Reykjavik might be small in size but it’s big in just about everything else: raw natural beauty, bustling nightlife and an innovative design scene all characterise the Icelandic capital’s quirky personality.
Despite being a city that gets barely four hours of daylight during the winter, Reykjavik is a vivid and effervescent place. Most immediately, there’s the colourful, postcard-perfect Nordic buildings, which on Laugavegur street are home to natty boutiques offering whimsical Icelandic fashions (which, alas, are often a little more urbane than hometown girl Björk’s 2001 Academy Awards swan outfit). Meanwhile, nearby Laekjargata bustles with trendy nightclubs and cosy bars filled with friendly locals passing around brennivín shots, a traditional schnapps that brightens up the mood in its own colourful way.

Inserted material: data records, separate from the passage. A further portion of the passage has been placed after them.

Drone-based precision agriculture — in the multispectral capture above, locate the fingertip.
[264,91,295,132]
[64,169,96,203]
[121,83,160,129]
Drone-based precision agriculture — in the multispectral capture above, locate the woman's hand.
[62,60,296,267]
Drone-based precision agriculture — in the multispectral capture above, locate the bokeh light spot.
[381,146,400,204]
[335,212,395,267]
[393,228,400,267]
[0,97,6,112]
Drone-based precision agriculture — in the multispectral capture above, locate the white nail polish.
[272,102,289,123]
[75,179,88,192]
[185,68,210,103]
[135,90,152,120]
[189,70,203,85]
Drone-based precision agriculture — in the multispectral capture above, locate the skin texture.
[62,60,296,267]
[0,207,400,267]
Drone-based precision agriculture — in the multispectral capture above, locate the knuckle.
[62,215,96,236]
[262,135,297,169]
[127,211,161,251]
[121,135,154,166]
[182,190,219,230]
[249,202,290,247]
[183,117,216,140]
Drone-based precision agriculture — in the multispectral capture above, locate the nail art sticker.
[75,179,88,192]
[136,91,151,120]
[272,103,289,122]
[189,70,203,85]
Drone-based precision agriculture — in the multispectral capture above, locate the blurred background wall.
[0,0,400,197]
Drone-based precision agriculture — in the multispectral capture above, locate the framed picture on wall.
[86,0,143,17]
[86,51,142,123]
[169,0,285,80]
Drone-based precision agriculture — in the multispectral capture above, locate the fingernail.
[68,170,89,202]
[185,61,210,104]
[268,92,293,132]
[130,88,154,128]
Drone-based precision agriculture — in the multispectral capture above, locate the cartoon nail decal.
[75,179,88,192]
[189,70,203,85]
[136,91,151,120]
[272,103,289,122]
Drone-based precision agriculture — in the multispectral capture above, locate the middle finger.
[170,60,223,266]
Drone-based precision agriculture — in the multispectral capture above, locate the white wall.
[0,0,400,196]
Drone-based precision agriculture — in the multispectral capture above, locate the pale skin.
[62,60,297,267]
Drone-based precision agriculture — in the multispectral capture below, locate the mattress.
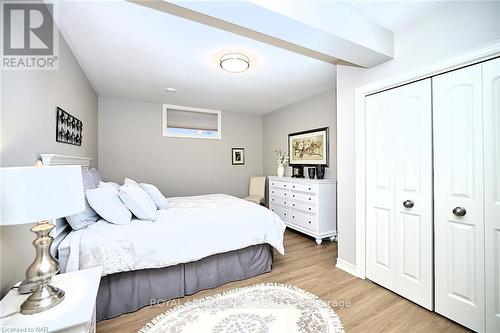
[59,194,285,276]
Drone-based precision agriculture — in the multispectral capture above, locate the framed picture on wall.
[56,107,83,146]
[231,148,245,165]
[288,127,329,166]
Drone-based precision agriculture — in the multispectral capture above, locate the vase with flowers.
[275,150,288,177]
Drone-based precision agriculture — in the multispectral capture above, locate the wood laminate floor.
[97,230,467,333]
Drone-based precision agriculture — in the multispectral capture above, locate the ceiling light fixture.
[220,53,250,73]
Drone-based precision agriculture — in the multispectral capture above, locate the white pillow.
[123,178,139,186]
[86,186,132,224]
[99,182,120,194]
[118,185,156,221]
[139,183,170,209]
[66,170,100,230]
[87,168,102,186]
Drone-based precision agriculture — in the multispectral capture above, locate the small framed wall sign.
[56,107,83,146]
[231,148,245,165]
[288,127,328,166]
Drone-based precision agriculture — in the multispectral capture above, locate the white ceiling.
[58,1,334,114]
[339,0,445,31]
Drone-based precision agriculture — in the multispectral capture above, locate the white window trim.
[162,104,222,140]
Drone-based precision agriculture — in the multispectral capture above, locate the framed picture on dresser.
[288,127,329,166]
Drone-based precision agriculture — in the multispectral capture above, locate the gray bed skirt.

Reykjavik translates as ‘Bay of Smoke' due to the prevalence of misty geothermal springs, and taking a healing dip is a rite of passage for visitors. More beautiful still is the icy wilderness and rugged crags within striking distance from the city. Adventurous types can soak in the views from atop the Snæfellsjökull glacier to the north or from the Reykjanes range to the southwest, or for a more sedate outing make for Reykjavíkurtjörn, a small lake in the city centre that in the winter serves as a skating rink. Supernaturally stunning natural scenery and inimitable Nordic charm? It’s not wonder that Reykjavik is solidly one of Europe’s most alluring capitals.